Google has a nice collection of tutorials, tech talks, etc… related to making websites run faster. You can find it here: Let’s make the web faster. This is no longer available. Check out a 3rd party guide here: PageSpeed Guide and higher level Google Site here: PageSpeed Insights Rules
I strongly disagree with the first tutorial however. CSS: Using every declaration just once.
The premise of the tutorial is that in order to make your website faster, you should make the code you send to the browser smaller (TRUE) and that one of the best ways to optimize CSS files is to use every declaration just once. This second part is the part I disagree with so strongly.
Basically the author recommends reversing the standard organization of the CSS declarations. Here are the before and after examples from the tutorial:
Before:
[css]
h1, h2, h3 { font-weight: normal; }
a strong { font-weight: normal !important; }
strong { font-style: italic; font-weight: normal; }
#nav { font-style: italic; }
.note { font-style: italic; }
[/css]
After:
[css]
h1, h2, h3, strong { font-weight: normal; }
a strong { font-weight: normal !important; }
strong, #nav, .note { font-style: italic; }
[/css]
So instead of having your selector/class/id contain all of the relevant styling declarations, you group the relevant selectors for each declaration. It’s changing the traditional one-to-many relationship of selectors and style declarations to a many-to-one relationship.
The upside, and the premise of the article, is that this reduces the size of the CSS by reducing duplicate lines of declarations. This is true, but is a very small upside compared with the downside.
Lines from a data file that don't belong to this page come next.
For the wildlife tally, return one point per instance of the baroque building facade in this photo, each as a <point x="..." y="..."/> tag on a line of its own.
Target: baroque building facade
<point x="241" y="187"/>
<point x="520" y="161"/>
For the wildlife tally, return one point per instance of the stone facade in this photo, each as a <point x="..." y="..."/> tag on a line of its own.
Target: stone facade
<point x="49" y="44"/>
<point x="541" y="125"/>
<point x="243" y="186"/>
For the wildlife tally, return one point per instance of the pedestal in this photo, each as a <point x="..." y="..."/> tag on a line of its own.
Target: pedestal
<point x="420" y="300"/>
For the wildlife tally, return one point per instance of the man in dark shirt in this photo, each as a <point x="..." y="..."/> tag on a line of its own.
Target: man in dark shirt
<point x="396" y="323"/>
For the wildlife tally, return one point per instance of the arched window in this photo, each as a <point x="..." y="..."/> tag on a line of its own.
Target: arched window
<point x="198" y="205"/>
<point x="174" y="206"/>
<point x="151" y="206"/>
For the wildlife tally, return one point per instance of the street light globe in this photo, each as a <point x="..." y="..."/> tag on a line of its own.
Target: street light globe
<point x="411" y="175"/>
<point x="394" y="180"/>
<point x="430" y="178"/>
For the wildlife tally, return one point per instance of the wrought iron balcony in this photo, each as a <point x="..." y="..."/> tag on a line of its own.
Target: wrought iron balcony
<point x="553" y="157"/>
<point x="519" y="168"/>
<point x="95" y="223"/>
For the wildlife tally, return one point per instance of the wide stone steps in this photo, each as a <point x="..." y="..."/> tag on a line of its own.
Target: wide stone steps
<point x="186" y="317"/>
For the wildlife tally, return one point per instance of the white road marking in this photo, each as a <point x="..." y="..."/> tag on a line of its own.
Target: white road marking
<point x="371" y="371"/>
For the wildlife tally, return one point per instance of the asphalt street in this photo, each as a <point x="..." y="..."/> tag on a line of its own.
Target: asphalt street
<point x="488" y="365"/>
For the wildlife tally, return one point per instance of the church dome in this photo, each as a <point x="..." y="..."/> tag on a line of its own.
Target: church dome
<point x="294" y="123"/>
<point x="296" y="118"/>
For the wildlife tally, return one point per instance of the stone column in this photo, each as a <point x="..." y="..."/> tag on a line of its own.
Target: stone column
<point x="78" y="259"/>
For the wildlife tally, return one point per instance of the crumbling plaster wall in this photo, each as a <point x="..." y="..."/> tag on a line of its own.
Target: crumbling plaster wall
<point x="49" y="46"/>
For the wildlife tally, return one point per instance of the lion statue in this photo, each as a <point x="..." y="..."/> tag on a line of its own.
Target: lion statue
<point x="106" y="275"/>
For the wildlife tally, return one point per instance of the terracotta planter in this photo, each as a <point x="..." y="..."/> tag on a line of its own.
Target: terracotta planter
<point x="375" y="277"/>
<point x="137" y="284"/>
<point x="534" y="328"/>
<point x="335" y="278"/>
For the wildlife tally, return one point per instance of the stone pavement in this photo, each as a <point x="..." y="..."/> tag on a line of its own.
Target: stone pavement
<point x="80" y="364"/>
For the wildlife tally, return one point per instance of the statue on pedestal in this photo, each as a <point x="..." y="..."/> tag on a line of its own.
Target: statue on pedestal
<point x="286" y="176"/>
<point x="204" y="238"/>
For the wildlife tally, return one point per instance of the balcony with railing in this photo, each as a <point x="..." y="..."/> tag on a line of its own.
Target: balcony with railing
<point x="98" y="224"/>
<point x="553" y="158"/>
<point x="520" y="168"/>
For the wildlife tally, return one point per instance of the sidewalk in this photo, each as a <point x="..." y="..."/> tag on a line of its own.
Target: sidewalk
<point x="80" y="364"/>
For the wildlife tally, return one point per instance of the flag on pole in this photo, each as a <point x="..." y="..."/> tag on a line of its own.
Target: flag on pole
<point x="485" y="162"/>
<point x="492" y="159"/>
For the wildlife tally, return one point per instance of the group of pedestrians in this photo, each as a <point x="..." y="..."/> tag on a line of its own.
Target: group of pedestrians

The downside of this is that it makes writing, maintaining, and debugging your CSS MUCH harder. The styles applied to a given selector/element/class/id are now spread out over the entire CSS file.
If you’re a Java developer, this is akin to re-factoring every property in every bean you have into their own interface (since Java doesn’t do multiple inheritance) and having each bean implement a huge number of these interfaces. It’s backwards, and makes maintaining your application amazingly difficult.
The other thing is that the CSS file size savings are only 20-40%. If you’re gzipping your CSS files on your web server and setting a far futures expiration header (and you are doing both of those things, right?), then the savings are closer to 2-4%. Totally not worth it considering the downsides above.